The Japanese home is a clean space. Efforts are made to prevent dirt from the outside from entering a house. To avoid tracking dirt into the house, people take off their shoes, without exception, before entering. Sometimes ambulance personnel slip off their shoes before entering a house to save lives. A Japanese home is supposed to be a haven of comfort and cleanliness to those returning from outside. Also, public areas in Japan, such as toilets in railway stations, are relatively clean. Of course railway stations that millions pass through each day are not usually seiketsu though.

Importance of Process

From an early age, Japanese learn and internalize specific steps, procedures and standards for many everyday activities that Americans feel free to do. Kindergarten already know when to take off their shoes and where to place them correctly before entering a house or school (left and right shoes are placed together, toes and heels aligned, touching, toes facing outward). This happens to be the logical and efficient way, since it allows the wearer to slip easily into the shoes when leaving the building. You may have noticed that Japanese people’s English handwriting is very consistent from person to person. They have learned a specific process and standard for writing alphabet characters and numbers as well. There is not any forgiveness of messy handwriting, when it is written for others to read.
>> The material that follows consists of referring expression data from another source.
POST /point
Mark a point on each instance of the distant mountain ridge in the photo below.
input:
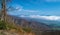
(30, 23)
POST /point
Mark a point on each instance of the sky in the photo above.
(48, 9)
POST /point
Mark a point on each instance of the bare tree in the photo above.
(4, 8)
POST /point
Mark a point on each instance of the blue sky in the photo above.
(50, 8)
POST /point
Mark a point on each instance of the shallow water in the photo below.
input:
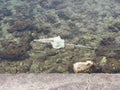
(91, 23)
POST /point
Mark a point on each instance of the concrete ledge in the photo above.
(59, 81)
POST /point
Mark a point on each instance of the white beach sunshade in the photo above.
(58, 43)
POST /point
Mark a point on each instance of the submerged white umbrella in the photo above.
(58, 43)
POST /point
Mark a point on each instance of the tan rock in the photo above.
(82, 66)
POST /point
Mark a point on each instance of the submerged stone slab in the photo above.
(59, 81)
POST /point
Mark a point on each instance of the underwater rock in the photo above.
(21, 26)
(106, 65)
(82, 66)
(14, 51)
(50, 4)
(108, 47)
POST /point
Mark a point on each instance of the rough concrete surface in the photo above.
(59, 81)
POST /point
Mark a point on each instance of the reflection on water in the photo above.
(91, 23)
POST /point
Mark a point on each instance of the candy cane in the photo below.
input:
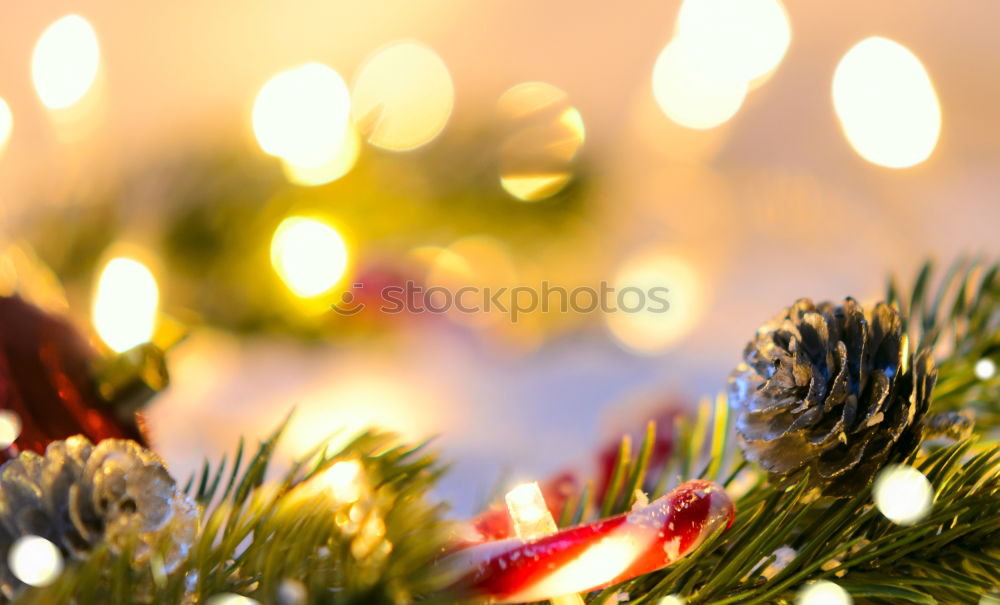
(596, 555)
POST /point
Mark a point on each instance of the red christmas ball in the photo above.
(46, 379)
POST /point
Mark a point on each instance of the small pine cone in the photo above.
(79, 495)
(826, 389)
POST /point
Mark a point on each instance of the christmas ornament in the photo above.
(598, 554)
(832, 391)
(494, 523)
(79, 495)
(46, 379)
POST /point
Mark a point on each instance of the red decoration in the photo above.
(45, 378)
(598, 554)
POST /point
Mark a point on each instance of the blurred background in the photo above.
(229, 170)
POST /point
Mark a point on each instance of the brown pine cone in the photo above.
(79, 495)
(830, 390)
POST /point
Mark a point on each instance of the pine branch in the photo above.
(960, 319)
(255, 536)
(949, 557)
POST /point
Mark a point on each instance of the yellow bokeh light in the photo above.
(692, 93)
(886, 103)
(10, 428)
(526, 506)
(65, 62)
(329, 170)
(822, 592)
(6, 123)
(310, 256)
(302, 115)
(345, 481)
(742, 39)
(125, 305)
(546, 134)
(903, 494)
(402, 96)
(985, 369)
(648, 328)
(35, 561)
(230, 598)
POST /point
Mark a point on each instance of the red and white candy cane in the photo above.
(598, 554)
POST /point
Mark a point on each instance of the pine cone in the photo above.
(824, 389)
(79, 495)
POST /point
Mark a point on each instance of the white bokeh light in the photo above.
(309, 255)
(746, 38)
(35, 561)
(10, 428)
(126, 303)
(886, 103)
(402, 96)
(229, 598)
(6, 123)
(903, 494)
(823, 592)
(691, 93)
(302, 115)
(65, 61)
(985, 369)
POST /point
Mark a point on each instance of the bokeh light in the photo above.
(341, 162)
(985, 369)
(402, 96)
(229, 598)
(741, 40)
(344, 479)
(903, 494)
(822, 592)
(65, 62)
(526, 506)
(692, 93)
(886, 103)
(546, 132)
(125, 305)
(302, 116)
(35, 561)
(10, 428)
(309, 255)
(6, 123)
(646, 328)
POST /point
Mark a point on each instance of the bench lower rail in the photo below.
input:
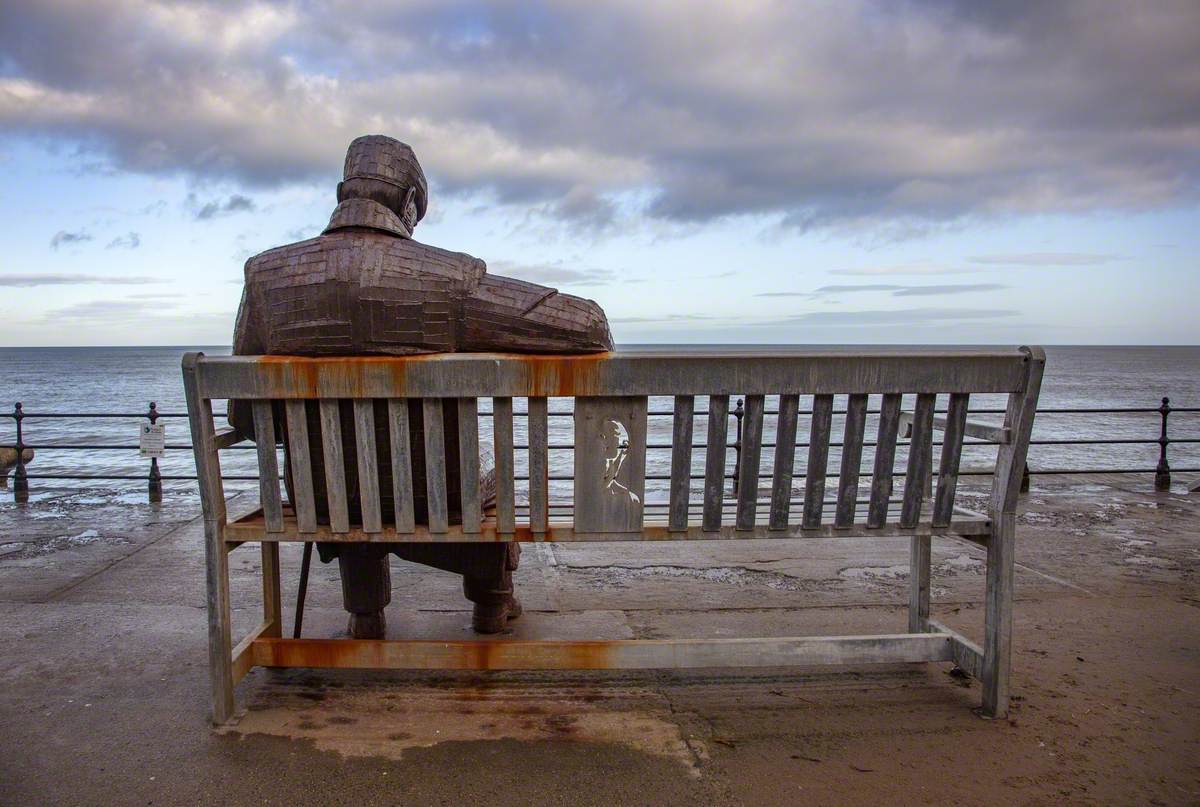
(616, 655)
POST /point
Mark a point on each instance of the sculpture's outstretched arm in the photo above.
(504, 314)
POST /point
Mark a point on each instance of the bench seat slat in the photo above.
(819, 459)
(750, 460)
(505, 485)
(369, 464)
(401, 464)
(268, 465)
(715, 450)
(335, 465)
(681, 459)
Developing Standardized Routines

In a 5S workplace, seiketsu seeks to find optimal processes for each particular task, situation and purpose. After the initial 5S steps–seiri, seiton and seiso, seiketsu develops a consistent approach for tasks and procedures. How often do they need to be performed? And by whom? How thoroughly? Seiketsu is a system for maintaining and supporting ongoing and consistent seiri, seiton and seiso activities. 

Integrated to Daily Work

Seiketsu creates the job lists, assignments and scheduling for the other 5S activities. Job lists are created for the relatively straightforward tasks to be performed daily. Lists are also created for more complex weekly and monthly reviews. Just as in seiri (clearing up) and seiton (organizing), all tools and materials have their proper place, in seiketsu 5S duties are scheduled for their proper times and integrated with other job activities. 5S isn’t something added to jobs, it is an integral and necessary part of everyone’s job.

Visual Cues

A 5S workplace can be instantly recognized by its tidy and well organized appearance, and also for its bright visual communication. Color coding, tape lines and other visual cues make it easy to distinguish items. Colors are associated with categories so that items can be instantly recognized, even from a distance. Less time is spent hunting items, since colors make them easy to find. Employees first determine what categories these standardized colors will describe. Then a legend of the standardized color coding system should be drawn up and posted around the work area.


Every individual plays a critical role in the successful implementation of 5S. All employees are asked to monitor conditions in their own work areas and in neighboring areas on a regular schedule. Where possible, duties should be rotated among all the work area employees so that all are familiar with both performing the task and evaluating its effectiveness. This reflects a Japanese “team” ethic, where there is no task that is specifically “my job” nor are there tasks that are “not my job.”

Seiketsu and Safety

Dirt is kept from entering clean areas. Also, dirt that has somehow found its way into the clean area must be removed. Seiketsu includes periodic safety sweeps – finding outdated, poisonous or other dangerous materials and removing them from the work area.

Benefits of Seiketsu

Seiketsu gives a systematic, consistent approach for getting tasks done. Rather than simply calculating time and motion, it looks deeply into the various production and non-production activities in the work place and improves efficiency paradoxically by “adding”tasks. Putting things away, cleaning and checking for dangerous items are recognized to be just as valid and necessary as direct production ctivities.